The Nia training was more than a decade ago but I can feel it clearly right now. I’m standing in a room full of Nia teachers, learning the 52 basic moves of the practice by doing each one for a minute. We’ve gone through the stances and steps, and now we’re on Spinal Rolls.* I feel my body temperature and heart rate go up and I’m sure Carlos has made a mistake.
The minute has to be up by now.
We’re all fitness professionals, after all. And we’re all breathing heavier and starting to sweat. But no, in his calmly precise way, Carlos was exactly on time. We had done Spinal Rolls for exactly a minute. You’ve heard of people who are head strong. Turns out, moving the heart up and down and around in a big circle makes us heart strong.
One of the powerful benefits about the Nia Technique is that it builds cardiovascular strength by moving the heart in relationship to gravity instead of jumping and pounding on the joints. By taking the heart through the three planes of movement – high, middle and low – the heart gets stronger. The more we move the heart around, the more heart strong we get.
In both my Nia and Vinyasa Yoga practices, we use the Power of the Three Planes to build the heart’s strength and fitness. By lifting high and dropping low, by folding down and unfolding up, we increase the heart’s capacity. Over time, as I move my heart through the three planes, I can adapt to larger ranges of movement and greater overall health and fitness.
What is true for my physical heart is also true for my emotional heart. My willingness to feel my “lower”emotions of sadness, grief and anger expands my capacity to feel my “higher” emotions of joy, love and passion.
While our culture puts tremendous focus on positive thinking, Tori Rodriguez wrote in the 2013 Scientific American article:
In fact, anger and sadness are an important part of life, and new research shows that experiencing and accepting such emotions are vital to our mental health. Attempting to suppress thoughts can backfire and even diminish our sense of contentment. (Negative Emotions Are Key to Well-Being, May 1, 2013)
This is not about manufacturing drama to create higher highs and lower lows (Life tends to do that without our help). This is about feeling what is there in the moment. Just as I resist getting up and down off the floor or doing a minute of spinal rolls, I can resist feeling the full anger I feel about injustice, or the full grief over the loss of a friend, or the full sadness at the death of a dream. Instead, if I can allow myself to feel it all, I’m stretching my heart muscles to allow in the full range of life.

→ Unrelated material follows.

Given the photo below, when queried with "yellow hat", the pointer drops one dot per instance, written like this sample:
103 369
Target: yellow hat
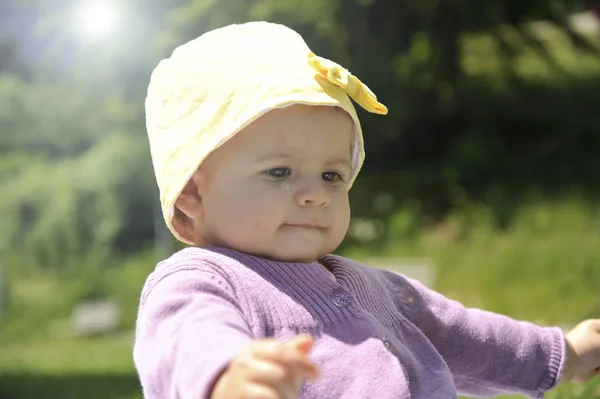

It may feel more comfortable to stay in the half-way middle ground, but literally and figuratively such mushy middle-ism is the ticket to a slow death. Get heart strong: allow yourself to go low, middle and high.
*How to do a Spinal Roll:
Standing in “A” Stance, inhale deeply and look up and sense the front of your body lengthening and opening. Use your hands for support and slide them down your legs, keep looking up while sinking to a point at which your body says, “Enough, I can’t go farther.” Then gently drop your head and look down, exhale and round up, pushing your heels into the floor, while sliding your hands back up your legs to return to a standing posture. Do the whole movement smoothly, and coordinate your leg and spine mobility. You can also do spinal rolls going in the opposite direction, by tucking your chin and dropping the crown of your head straight down, then at the bottom of the movement, look up and dive back up. Benefits: Practicing Spinal Roll keeps your spine strong and flexible. It’s terrific for self-healing the spine and back and it improves cardiovascular strength while warming up the whole body.